Infertile men treated with systemic corticosteroids may improve their chances of conceiving with their partner. Studies have found similar success rates with ICSI compared to natural intercourse or IVF in men with ASAs. But some of these results may be misleading. For example, some men treated with ASAs have high sperm fusion, while others may not have a good enough sperm fusion rate to be useful for assisted reproductive technology.

➡️READ: Natural treatments for male infertility

Some men may be at risk of osteoporosis if they take high doses of corticosteroids. However, low doses of these compounds may improve male fertility. A study published in the American Journal of Rhinology and Allergy concluded that oral corticosteroids may increase the risk of osteoporosis. While there are no conclusive studies to back this claim, some researchers think that a low dose of vitamins C and E may be beneficial.

Severe acute respiratory syndrome coronavirus

COVID-19 and SARS-CoV-2 have been found to be associated with male reproductive health. COVID-19 is known to be a male-reproductive virus that affects testicular tissue. Infected men with COVID-19 have decreased sperm quality and a declining sex hormone level. Testicular tissue showed signs of infection at autopsy. SARS-CoV-1, mumps, and Zika (ZIKV) viruses have all shown adverse effects on male fertility. Long-term surveillance and studies will be required to determine if and how systemic corticosteroids may affect male fertility.


There is little evidence to back up claims that some drugs may affect male fertility, and even fewer studies have been done to summarize this. The only real exceptions are cancer treatments and certain types of anti-aging products. It is important to note that each molecule in question and each risk factor must be evaluated carefully to avoid causing permanent harm to a patient's reproductive system. In addition, this study only includes medications that have a high level of scientific proof.

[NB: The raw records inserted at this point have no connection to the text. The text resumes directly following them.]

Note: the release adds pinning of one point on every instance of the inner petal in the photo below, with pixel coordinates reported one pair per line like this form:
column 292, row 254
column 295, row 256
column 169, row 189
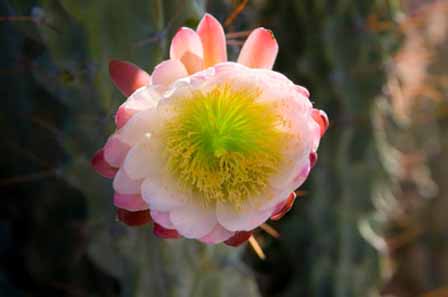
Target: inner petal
column 223, row 144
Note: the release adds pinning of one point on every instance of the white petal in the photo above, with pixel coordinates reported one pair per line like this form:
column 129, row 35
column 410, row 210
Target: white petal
column 144, row 159
column 245, row 219
column 217, row 235
column 162, row 218
column 123, row 184
column 193, row 220
column 161, row 195
column 115, row 150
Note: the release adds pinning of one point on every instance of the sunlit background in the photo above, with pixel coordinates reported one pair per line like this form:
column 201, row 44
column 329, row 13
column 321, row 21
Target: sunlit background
column 372, row 219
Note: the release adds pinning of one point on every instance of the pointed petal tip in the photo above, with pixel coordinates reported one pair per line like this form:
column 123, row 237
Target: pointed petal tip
column 127, row 77
column 283, row 207
column 239, row 238
column 213, row 40
column 260, row 49
column 321, row 119
column 164, row 233
column 101, row 166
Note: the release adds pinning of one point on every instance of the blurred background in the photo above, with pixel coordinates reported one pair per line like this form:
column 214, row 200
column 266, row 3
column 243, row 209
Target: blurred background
column 371, row 219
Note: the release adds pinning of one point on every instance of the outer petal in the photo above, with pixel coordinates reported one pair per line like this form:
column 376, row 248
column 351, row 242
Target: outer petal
column 168, row 71
column 133, row 218
column 213, row 40
column 302, row 90
column 141, row 99
column 101, row 166
column 115, row 150
column 259, row 50
column 217, row 235
column 161, row 196
column 193, row 220
column 322, row 119
column 144, row 159
column 239, row 238
column 123, row 184
column 131, row 202
column 283, row 207
column 127, row 77
column 138, row 126
column 162, row 218
column 161, row 232
column 246, row 219
column 187, row 47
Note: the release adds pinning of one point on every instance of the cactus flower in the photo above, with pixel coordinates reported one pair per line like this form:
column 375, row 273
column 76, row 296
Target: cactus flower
column 205, row 148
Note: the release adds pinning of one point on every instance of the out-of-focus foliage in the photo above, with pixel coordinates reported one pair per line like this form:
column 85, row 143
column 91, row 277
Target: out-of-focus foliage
column 337, row 49
column 410, row 225
column 61, row 237
column 372, row 217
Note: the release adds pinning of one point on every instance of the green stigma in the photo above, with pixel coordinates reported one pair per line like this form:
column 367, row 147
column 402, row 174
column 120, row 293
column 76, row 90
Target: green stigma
column 223, row 144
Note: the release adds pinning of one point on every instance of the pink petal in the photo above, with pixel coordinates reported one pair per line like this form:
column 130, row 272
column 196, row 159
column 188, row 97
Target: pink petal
column 161, row 232
column 144, row 159
column 322, row 119
column 131, row 202
column 283, row 207
column 123, row 184
column 313, row 159
column 245, row 219
column 259, row 50
column 187, row 47
column 127, row 77
column 123, row 115
column 133, row 218
column 138, row 126
column 162, row 218
column 168, row 71
column 239, row 238
column 193, row 220
column 302, row 175
column 140, row 100
column 213, row 40
column 160, row 196
column 115, row 150
column 217, row 235
column 303, row 91
column 101, row 166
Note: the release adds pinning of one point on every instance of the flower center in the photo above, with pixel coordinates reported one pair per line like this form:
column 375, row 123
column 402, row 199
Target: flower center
column 223, row 144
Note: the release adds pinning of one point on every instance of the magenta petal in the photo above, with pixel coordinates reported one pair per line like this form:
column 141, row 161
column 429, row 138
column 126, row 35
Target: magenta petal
column 161, row 232
column 101, row 166
column 127, row 77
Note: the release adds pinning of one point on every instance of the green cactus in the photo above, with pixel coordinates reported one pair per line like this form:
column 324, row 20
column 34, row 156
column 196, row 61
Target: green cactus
column 91, row 253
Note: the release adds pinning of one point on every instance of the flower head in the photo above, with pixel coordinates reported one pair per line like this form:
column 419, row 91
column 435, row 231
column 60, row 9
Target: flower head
column 209, row 149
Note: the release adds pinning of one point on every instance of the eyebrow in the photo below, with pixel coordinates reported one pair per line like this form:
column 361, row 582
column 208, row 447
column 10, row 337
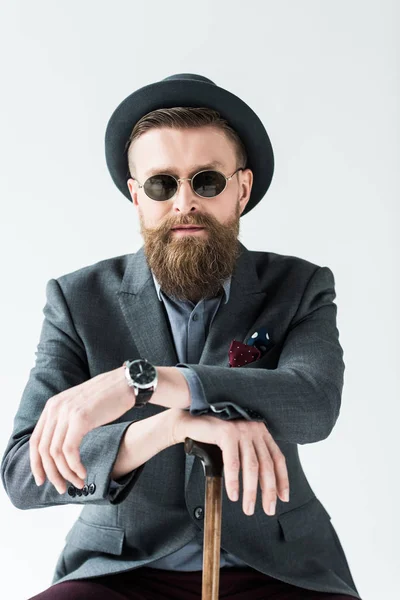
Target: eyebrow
column 194, row 169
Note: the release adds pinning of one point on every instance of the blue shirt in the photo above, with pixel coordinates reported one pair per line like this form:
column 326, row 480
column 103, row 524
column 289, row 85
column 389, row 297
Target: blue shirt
column 190, row 324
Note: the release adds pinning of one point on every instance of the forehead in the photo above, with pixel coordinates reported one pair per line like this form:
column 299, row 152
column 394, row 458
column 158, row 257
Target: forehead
column 182, row 152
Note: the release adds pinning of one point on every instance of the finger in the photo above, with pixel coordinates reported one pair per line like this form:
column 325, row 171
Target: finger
column 250, row 474
column 231, row 459
column 78, row 427
column 267, row 476
column 37, row 469
column 57, row 453
column 49, row 465
column 281, row 473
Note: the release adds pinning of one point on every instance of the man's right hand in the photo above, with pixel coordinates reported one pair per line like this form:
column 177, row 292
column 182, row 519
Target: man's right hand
column 246, row 444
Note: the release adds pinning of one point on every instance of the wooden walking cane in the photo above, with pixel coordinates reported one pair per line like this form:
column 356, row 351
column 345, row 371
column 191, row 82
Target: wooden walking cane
column 211, row 458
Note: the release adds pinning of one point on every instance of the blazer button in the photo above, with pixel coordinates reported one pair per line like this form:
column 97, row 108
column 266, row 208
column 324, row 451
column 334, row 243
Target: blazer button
column 71, row 491
column 199, row 513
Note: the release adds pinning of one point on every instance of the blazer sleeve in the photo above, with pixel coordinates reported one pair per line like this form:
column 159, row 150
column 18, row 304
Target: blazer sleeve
column 199, row 405
column 300, row 400
column 61, row 363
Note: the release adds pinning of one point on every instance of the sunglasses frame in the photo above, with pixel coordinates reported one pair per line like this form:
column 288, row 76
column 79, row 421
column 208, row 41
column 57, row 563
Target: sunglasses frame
column 178, row 182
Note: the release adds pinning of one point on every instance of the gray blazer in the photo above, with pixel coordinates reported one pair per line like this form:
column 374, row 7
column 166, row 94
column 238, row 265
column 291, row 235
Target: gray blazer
column 102, row 314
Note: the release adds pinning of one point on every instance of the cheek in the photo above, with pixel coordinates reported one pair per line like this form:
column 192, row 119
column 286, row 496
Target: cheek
column 153, row 214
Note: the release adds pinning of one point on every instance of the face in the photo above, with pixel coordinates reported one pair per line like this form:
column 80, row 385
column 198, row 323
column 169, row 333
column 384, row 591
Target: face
column 189, row 265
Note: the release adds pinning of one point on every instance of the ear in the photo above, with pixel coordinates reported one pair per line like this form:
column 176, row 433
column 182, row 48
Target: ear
column 246, row 183
column 132, row 186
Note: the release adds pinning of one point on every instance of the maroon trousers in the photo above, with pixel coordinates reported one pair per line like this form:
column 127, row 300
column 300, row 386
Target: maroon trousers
column 157, row 584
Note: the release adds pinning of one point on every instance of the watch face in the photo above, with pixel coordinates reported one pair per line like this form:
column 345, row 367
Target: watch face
column 142, row 373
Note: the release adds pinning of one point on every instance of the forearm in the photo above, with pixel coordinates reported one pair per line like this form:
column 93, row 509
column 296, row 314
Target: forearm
column 142, row 440
column 172, row 389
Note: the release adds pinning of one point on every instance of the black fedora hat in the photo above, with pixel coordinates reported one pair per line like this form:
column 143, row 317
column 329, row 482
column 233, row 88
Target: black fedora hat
column 190, row 90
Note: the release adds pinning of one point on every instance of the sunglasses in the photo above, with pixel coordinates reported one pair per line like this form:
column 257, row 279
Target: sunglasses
column 206, row 184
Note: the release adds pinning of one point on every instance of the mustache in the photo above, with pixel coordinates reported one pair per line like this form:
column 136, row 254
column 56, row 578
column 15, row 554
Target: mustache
column 195, row 220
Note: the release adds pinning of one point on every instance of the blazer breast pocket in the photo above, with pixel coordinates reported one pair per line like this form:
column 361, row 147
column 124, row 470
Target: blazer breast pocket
column 269, row 360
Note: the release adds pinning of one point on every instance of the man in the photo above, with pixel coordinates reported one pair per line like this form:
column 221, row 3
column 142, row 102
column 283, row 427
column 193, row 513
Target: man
column 136, row 354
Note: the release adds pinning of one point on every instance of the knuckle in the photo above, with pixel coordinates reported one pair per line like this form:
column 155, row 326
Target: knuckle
column 234, row 464
column 252, row 465
column 55, row 451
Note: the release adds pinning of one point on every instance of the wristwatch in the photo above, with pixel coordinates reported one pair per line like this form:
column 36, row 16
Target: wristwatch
column 142, row 378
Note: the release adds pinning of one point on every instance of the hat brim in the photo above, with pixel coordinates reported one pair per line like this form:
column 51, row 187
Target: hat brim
column 190, row 93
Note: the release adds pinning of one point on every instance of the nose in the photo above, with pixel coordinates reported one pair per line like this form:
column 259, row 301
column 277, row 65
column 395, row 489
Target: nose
column 185, row 200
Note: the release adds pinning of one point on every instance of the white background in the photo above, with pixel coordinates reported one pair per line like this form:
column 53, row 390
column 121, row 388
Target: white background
column 323, row 77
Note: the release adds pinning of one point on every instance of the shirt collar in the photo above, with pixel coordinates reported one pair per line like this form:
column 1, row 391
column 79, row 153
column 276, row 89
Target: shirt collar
column 226, row 286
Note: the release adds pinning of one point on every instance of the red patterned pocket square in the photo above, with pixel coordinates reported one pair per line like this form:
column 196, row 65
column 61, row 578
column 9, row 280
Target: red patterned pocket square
column 241, row 354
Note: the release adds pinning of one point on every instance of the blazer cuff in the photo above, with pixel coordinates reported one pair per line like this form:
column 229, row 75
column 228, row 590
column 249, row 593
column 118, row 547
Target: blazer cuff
column 199, row 405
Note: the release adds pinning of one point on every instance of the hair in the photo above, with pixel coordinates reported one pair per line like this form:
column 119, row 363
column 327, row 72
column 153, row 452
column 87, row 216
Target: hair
column 182, row 117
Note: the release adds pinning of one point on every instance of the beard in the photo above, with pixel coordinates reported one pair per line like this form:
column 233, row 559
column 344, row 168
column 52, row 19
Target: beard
column 192, row 267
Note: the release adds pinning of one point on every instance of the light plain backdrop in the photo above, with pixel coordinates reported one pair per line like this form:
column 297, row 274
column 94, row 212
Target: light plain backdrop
column 323, row 77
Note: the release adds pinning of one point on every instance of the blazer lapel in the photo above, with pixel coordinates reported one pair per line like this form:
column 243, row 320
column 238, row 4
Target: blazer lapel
column 144, row 313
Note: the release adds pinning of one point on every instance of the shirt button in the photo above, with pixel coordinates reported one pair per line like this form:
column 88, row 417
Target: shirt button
column 71, row 491
column 199, row 513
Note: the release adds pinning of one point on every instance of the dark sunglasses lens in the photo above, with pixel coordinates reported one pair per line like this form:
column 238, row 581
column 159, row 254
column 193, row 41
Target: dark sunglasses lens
column 209, row 184
column 160, row 187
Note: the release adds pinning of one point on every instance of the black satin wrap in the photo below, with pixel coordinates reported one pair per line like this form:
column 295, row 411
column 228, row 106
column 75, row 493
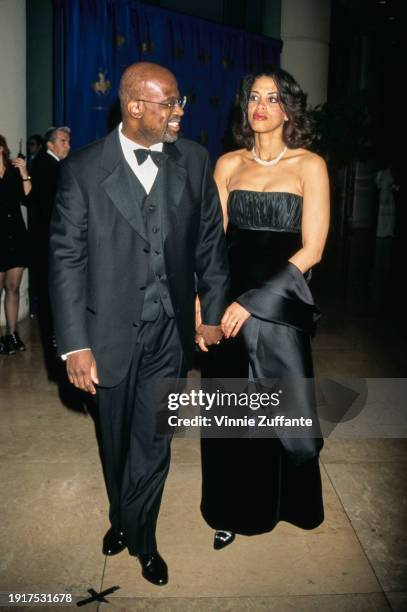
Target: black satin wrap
column 250, row 485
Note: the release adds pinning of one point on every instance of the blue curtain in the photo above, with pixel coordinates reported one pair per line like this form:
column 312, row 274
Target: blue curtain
column 102, row 37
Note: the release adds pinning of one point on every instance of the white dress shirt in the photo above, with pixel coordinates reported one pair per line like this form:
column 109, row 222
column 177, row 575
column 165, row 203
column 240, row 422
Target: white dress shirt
column 53, row 154
column 146, row 174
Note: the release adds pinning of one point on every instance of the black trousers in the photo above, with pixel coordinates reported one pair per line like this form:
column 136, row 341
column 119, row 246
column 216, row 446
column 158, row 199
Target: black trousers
column 135, row 457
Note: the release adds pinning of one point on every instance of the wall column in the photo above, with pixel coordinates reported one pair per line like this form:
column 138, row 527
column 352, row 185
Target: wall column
column 305, row 31
column 13, row 92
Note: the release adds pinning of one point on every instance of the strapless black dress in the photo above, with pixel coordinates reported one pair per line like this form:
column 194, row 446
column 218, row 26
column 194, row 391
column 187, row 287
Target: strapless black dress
column 250, row 484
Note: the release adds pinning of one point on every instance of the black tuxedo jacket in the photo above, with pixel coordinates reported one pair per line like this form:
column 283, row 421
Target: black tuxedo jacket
column 100, row 253
column 44, row 171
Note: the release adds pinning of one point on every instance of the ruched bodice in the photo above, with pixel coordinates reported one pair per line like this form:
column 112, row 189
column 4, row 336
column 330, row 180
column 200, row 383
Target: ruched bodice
column 278, row 211
column 264, row 231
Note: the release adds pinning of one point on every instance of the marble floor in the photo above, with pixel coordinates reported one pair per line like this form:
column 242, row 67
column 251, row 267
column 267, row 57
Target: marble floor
column 53, row 504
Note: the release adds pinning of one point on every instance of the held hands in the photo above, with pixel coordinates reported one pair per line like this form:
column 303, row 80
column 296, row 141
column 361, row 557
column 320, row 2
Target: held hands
column 205, row 335
column 21, row 164
column 233, row 319
column 81, row 370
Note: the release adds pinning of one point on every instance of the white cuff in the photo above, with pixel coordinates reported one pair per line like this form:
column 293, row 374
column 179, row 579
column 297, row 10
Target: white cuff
column 65, row 355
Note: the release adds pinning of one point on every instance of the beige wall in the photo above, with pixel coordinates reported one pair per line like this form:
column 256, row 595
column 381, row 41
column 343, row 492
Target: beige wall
column 13, row 88
column 305, row 30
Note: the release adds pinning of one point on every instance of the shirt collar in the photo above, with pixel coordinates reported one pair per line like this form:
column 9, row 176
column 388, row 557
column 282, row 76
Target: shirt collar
column 53, row 154
column 131, row 145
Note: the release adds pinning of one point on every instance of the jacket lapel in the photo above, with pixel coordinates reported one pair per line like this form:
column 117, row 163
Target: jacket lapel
column 169, row 187
column 117, row 184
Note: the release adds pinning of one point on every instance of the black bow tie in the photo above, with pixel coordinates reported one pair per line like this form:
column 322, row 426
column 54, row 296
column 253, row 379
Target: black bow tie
column 157, row 156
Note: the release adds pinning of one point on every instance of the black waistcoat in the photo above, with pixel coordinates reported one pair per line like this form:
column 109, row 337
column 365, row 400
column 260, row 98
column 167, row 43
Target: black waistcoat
column 157, row 293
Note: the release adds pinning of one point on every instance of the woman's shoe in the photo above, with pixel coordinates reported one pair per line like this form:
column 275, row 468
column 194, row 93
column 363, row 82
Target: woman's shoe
column 8, row 345
column 222, row 539
column 15, row 341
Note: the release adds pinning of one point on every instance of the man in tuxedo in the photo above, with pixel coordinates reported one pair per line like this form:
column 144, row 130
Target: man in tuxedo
column 44, row 172
column 136, row 230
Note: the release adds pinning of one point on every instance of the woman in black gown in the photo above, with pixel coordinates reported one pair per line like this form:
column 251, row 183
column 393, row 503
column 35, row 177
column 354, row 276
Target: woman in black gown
column 15, row 185
column 275, row 200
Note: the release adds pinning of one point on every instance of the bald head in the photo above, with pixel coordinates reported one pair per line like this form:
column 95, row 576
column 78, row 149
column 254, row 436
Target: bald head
column 141, row 79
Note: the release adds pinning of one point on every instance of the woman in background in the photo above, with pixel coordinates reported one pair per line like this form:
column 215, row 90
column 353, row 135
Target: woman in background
column 15, row 185
column 275, row 199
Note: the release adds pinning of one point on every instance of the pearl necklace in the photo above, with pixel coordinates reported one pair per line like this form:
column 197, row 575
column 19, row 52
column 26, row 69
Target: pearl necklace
column 272, row 162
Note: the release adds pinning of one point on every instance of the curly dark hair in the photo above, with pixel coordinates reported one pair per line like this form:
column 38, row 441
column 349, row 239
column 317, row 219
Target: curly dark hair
column 297, row 131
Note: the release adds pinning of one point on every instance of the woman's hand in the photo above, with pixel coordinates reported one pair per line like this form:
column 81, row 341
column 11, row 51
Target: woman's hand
column 199, row 339
column 21, row 164
column 233, row 319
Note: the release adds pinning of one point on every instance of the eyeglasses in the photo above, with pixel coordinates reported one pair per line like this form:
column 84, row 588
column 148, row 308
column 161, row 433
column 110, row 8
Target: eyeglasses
column 171, row 104
column 272, row 100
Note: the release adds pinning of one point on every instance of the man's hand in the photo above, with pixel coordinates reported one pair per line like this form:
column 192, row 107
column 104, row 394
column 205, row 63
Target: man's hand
column 207, row 335
column 82, row 371
column 233, row 319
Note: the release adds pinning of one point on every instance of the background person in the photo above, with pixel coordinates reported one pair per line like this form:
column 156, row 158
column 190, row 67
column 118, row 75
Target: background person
column 15, row 185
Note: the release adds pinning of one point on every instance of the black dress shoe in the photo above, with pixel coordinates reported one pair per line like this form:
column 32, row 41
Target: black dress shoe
column 154, row 568
column 8, row 345
column 113, row 542
column 15, row 340
column 222, row 539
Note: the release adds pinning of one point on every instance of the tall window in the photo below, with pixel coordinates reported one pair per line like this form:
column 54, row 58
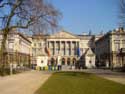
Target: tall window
column 117, row 45
column 123, row 43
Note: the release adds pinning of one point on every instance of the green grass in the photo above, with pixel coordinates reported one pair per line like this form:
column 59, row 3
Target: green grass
column 79, row 83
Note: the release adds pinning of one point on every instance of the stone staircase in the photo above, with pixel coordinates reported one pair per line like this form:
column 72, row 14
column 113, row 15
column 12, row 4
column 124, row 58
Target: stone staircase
column 66, row 67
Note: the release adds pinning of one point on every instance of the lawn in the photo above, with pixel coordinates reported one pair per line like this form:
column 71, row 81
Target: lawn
column 79, row 83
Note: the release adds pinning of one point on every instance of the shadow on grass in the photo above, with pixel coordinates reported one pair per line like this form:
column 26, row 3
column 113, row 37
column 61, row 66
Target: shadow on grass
column 74, row 74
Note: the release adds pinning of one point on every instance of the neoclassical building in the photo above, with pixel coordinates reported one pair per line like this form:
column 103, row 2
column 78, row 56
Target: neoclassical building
column 64, row 47
column 110, row 49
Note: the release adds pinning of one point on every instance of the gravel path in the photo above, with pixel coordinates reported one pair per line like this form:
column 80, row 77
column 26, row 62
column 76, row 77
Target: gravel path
column 108, row 74
column 24, row 83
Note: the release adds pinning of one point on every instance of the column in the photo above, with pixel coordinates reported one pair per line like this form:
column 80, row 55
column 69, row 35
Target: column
column 54, row 47
column 60, row 48
column 70, row 47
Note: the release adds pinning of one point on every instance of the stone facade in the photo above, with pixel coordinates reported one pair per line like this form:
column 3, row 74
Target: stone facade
column 64, row 45
column 18, row 49
column 108, row 49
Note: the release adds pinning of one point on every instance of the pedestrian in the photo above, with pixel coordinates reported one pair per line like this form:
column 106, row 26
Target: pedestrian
column 49, row 66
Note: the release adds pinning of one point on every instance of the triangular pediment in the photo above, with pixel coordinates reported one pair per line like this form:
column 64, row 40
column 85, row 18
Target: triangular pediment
column 63, row 34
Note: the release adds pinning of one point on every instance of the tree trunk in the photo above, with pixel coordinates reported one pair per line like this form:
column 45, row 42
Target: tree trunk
column 2, row 51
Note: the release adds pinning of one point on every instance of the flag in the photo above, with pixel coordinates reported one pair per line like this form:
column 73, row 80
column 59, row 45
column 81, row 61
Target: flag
column 78, row 51
column 47, row 51
column 1, row 1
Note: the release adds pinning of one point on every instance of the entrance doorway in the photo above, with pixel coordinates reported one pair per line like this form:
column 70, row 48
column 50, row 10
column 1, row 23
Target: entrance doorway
column 68, row 61
column 74, row 61
column 63, row 61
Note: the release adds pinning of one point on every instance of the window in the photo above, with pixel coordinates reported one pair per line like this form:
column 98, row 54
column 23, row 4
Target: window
column 117, row 45
column 42, row 61
column 10, row 45
column 123, row 43
column 34, row 44
column 39, row 44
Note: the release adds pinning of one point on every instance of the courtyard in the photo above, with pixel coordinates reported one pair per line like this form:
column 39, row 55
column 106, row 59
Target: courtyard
column 89, row 81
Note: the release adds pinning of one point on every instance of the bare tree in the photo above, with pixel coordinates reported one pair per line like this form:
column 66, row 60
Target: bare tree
column 38, row 15
column 122, row 13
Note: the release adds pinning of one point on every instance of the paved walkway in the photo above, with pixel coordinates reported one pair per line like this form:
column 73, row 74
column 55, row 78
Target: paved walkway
column 24, row 83
column 108, row 74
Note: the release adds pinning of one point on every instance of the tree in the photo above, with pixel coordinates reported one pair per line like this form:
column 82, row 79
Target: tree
column 36, row 15
column 122, row 13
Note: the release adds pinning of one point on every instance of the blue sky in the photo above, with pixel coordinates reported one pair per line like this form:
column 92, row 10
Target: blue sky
column 85, row 15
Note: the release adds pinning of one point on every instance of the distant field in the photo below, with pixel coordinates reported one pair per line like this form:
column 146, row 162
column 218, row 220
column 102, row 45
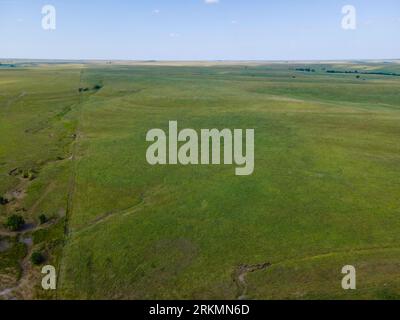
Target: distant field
column 325, row 191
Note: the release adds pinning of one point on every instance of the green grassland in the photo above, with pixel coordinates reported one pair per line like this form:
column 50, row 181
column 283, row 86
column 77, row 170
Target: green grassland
column 325, row 191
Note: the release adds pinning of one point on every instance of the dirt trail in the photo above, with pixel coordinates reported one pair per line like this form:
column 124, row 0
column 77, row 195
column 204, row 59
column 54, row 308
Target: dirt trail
column 72, row 180
column 240, row 274
column 13, row 100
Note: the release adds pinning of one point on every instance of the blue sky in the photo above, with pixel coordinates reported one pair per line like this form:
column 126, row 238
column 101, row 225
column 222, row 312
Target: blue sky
column 195, row 30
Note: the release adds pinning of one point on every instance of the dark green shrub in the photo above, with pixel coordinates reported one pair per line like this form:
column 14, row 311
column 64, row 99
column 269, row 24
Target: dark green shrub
column 37, row 258
column 15, row 222
column 3, row 201
column 43, row 219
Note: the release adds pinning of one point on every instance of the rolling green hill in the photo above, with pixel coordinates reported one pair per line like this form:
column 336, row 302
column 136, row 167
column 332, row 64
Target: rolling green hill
column 325, row 191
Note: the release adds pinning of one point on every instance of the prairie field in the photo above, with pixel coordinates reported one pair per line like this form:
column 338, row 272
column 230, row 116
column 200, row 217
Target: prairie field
column 324, row 194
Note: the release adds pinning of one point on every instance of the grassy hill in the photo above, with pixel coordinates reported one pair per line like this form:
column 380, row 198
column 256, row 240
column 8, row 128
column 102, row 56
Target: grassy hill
column 324, row 193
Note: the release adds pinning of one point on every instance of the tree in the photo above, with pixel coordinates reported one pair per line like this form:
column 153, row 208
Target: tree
column 15, row 222
column 42, row 219
column 3, row 201
column 37, row 258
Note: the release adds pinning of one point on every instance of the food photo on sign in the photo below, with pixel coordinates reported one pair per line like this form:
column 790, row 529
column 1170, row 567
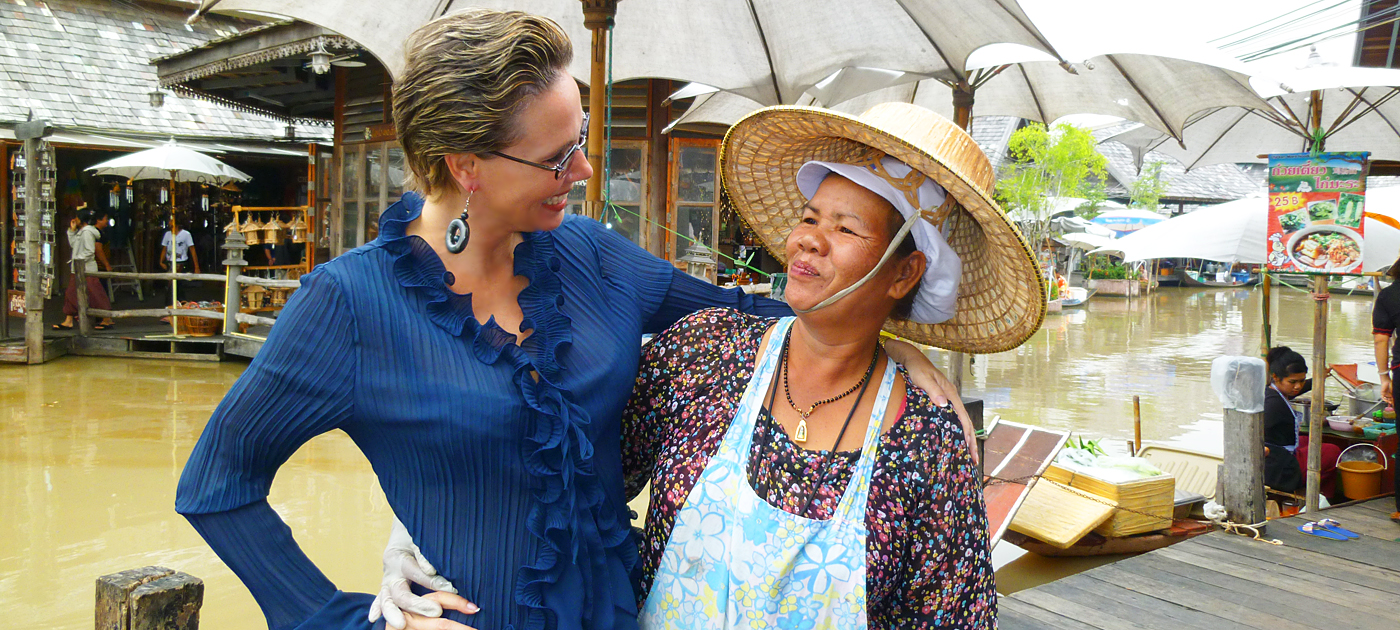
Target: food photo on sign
column 1316, row 205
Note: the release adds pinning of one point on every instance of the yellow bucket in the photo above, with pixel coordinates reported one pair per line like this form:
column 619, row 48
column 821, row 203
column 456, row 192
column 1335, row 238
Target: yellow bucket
column 1361, row 479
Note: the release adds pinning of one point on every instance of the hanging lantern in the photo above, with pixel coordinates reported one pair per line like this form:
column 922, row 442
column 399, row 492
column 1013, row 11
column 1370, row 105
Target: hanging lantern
column 254, row 296
column 272, row 231
column 298, row 228
column 252, row 231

Women of childbearing potential should avoid pregnancy and use 2 forms of effective contraception while on Accutane therapy. Additionally, patients should not engage in heterosexual intercourse for at least one month after stopping treatment. Furthermore, patients should see their prescribing physicians every month for prenatal checks and should have a pregnancy test. 

Accutane may cause a number of external and internal abnormalities, including thymus gland and parathyroid hormone deficiency. Certain abnormalities may even lead to death. Women should stop taking Accutane immediately if they become pregnant. Pregnant women should also seek the advice of an Obstetrician-Gynecologist experienced in reproductive toxicity before taking any medications.